Here’s a wild suggestion, considering Jesus tells us to remove the log from our eye in order that we may remove the speck from our brother’s, I submit Jesus in this passage is addressing hypocritical judgment.  Jesus’ command presupposes that we would help our brother remove the speck from his eye, but only after we have examined ourselves so that we may not be hypocrites.  Obviously, within Christian soteriology this is only fathomable through the Holy Spirit, but it is absurd to pretend this passage totally forbids us from judging or condemning the evil acts of others. (Sorry, Pope Francis.)  That doesn’t explain the command of verse 5, or comport with the rest of scripture…



...or Amos’ calling rich Samarian women cows, I’ll wager (4:1).

Thursday, January 2, 2014

Lexical Crimes: Does the Word “Abomination” only refer to ritual wrongs?

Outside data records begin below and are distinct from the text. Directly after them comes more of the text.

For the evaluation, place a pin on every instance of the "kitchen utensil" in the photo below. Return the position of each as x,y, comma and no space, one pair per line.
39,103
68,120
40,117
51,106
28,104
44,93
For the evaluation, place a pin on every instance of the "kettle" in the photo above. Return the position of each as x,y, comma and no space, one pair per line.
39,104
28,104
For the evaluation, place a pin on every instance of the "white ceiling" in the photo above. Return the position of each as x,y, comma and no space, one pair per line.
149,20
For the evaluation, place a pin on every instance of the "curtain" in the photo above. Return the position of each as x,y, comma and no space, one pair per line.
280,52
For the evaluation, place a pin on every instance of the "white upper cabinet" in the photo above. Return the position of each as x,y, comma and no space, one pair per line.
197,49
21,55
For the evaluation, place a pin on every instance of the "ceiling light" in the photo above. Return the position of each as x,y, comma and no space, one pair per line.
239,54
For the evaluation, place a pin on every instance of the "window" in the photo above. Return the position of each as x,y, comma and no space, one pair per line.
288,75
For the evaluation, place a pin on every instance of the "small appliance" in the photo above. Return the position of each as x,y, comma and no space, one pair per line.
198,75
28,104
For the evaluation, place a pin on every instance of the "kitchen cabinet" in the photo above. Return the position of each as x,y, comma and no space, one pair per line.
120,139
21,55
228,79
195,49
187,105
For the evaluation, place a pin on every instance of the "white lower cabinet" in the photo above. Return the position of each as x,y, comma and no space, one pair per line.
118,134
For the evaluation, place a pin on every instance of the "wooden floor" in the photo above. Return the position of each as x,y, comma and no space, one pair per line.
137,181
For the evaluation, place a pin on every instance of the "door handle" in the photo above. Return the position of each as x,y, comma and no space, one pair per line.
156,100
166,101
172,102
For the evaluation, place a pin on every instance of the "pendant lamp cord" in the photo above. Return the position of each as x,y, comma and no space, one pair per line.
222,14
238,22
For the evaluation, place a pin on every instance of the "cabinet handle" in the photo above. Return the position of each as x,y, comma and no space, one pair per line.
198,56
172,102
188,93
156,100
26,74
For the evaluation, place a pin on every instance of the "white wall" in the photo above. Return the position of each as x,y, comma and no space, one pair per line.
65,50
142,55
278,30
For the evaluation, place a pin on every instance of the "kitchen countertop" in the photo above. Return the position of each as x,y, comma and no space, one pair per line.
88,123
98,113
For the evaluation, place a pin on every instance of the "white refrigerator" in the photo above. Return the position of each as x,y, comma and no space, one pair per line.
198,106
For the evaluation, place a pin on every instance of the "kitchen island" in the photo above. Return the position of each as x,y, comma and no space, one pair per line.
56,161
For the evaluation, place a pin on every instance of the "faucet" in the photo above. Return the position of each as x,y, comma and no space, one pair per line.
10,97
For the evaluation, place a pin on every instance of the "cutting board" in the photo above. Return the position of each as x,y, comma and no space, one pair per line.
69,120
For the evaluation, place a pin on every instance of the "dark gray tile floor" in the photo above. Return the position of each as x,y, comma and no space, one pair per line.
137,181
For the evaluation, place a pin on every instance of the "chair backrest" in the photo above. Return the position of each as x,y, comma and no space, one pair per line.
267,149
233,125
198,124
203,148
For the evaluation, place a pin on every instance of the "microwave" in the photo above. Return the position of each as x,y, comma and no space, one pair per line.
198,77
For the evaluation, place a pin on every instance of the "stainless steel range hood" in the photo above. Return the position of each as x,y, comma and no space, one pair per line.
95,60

I was recently shown this below clip from a documentary entitled, For the Bible Tells Me So:



There’s a lake of ink that could be spilled in reviewing the specific arguments made in this clip, but in this series I’ve narrowed my focus to the specific claim made at 1:40-2:00 by Laurence C. Keene. I’m frankly astonished the reverend is able to gaze shamelessly into a camera and make the following statement in regards to Leviticus 18:22:
"When the term abomination is used in the Hebrew Bible, it is always used to address a ritual wrong. It never is used to refer to something innately immoral.”
 Is the Hebrew word “abomination” in Leviticus 18:22 “always used to address a ritual wrong,” and is it true that it is “never used to refer to something innately immoral”? The answer is no. Dr. Keene has apparently never looked the term up in a concordance. The term translated “abomination” in Leviticus 18:22 is towebah (תּוֹעֵבָה).  By way of example, consider how this same word is used in Proverbs 6:16-19 (NASB):
There are six things which the LORD hates, Yes, seven which are an abomination (תֹּועֲבַ֥ת) to Him: Haughty eyes, a lying tongue, And hands that shed innocent blood, A heart that devises wicked plans, Feet that run rapidly to evil, A false witness who utters lies, And one who spreads strife among brothers
None of the sins in this list smack of ritual associations. They are all innately immoral. The term towebah had the elasticity to circumscribe sins which are not ritually associated. To say it never does is incorrect.